Members of the Milwaukee Urban League Young Professionals sitting in on a community policing forum
Roman said he has seen a surge in engagement since the election. MULYP, in conjunction with the National Urban League, is in the midst of their Bounce Back Campaign, which is aimed at proactively getting prepared for the 2018 midterm elections. MULYP’s campaign is primarily focused on voter education, voter registration and voter participation.
In addition to the Bounce Back Campaign, MULYP has hosted events like DACA Demystified: What it Means for Milwaukee’s Urban Communities, and two forums on community policing and public safety, for which they partnered with the City of Milwaukee Office of Violence Prevention.
“In this last election cycle that we were in last year, a lot of people who haven’t necessarily been engaged in the process are starting to realize how important it is,” Roman said. “The only way to make any kind of change that’s going to last is to get involved and make your voice heard.”
A Wave of Activism on College Campuses
While organizations like the Milwaukee Urban League have been pillars of the community for decades, new organizations have emerged around college campuses and community centers with distinctively youthful approaches to activism.
Universities are “seeing a new wave in organizing, which has a lot to do with the current administration in Washington,” Angus Johnston, a history professor at the City University of New York who specializes in student activism, told USA Today in March. “They’re really concerned about white nationalism on campus, they’re really concerned about the rise of xenophobia—a long list of issues.”
The Young People’s Resistance Committee (YPRC) sprung up in September 2016 as an offshoot of Youth Empowered in the Struggle.
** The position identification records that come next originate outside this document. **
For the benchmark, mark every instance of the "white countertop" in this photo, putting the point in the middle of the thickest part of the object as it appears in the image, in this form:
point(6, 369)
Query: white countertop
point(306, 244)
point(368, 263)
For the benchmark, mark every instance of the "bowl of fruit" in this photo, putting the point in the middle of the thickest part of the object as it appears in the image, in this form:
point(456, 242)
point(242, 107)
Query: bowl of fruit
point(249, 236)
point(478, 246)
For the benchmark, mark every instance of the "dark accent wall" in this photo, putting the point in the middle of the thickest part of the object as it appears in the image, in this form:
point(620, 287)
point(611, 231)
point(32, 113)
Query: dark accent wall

It operates with two chapters, one on the UWM campus and one on the South Side.
Where MULYP is apt to working directly with the city to organize a forum, YPRC is more likely to take its protest directly to the streets. In September, shortly after President Trump announced he would not renew Deferred Action for Childhood Arrivals (DACA), YPRC organized a Legalization for All march that brought thousands of people to Cesar Chavez Drive and Greenfield Avenue.
Mina Ai always had an interest in helping marginalized people, but growing up in a predominantly white Milwaukee suburb never allotted her the network she needed to make the difference she wanted. Ai said she “didn’t know that there was this opportunity to organize,” until she found a group of like-minded people on UWM’s campus.
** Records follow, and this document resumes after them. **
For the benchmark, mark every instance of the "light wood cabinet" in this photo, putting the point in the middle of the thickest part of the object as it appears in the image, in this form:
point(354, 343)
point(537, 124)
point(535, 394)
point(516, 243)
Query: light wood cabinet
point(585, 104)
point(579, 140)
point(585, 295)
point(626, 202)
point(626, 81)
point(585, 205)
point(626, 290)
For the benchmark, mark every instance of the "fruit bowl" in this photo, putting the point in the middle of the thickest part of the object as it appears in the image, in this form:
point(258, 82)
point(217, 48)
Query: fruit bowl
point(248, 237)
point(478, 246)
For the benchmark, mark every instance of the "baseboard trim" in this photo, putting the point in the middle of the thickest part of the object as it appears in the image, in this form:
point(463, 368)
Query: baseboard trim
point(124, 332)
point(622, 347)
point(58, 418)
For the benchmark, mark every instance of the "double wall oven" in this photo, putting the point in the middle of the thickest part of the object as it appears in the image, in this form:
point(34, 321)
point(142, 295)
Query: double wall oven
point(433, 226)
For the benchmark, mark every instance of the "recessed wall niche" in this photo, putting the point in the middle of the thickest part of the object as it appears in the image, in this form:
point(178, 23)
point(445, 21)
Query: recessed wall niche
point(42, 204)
Ai’s arrival at UWM came at an opportune time. The resistance movement was building, and she became a regular at YPRC events. She eventually joined the group, becoming their minister of organization.
“I would say that the election pushed me to be more present in organizing,” Ai said. “The election encouraged people to create these spaces, which encouraged me to join them.”

Members of YPRC at UW-MIlwaukee
Since joining, she has worked with YPRC on a number of community-based initiatives aimed at helping immigrants and other marginalized people. YPRC puts on legal clinics, administers “know your rights” training, helps people fill out legal documents, and gives information and funding to people navigating detention centers. Ai said that two people have been released from detention centers because of the group’s work.
For Ai, doing this work seems to be the only way of life she can imagine. “If I’m not doing it then what am I doing,” she said.
71% of millennials either think that the country is going in the wrong direction or aren’t sure, according to the Millennial Impact Report. Luckily, it seems that many are getting up and doing something about it.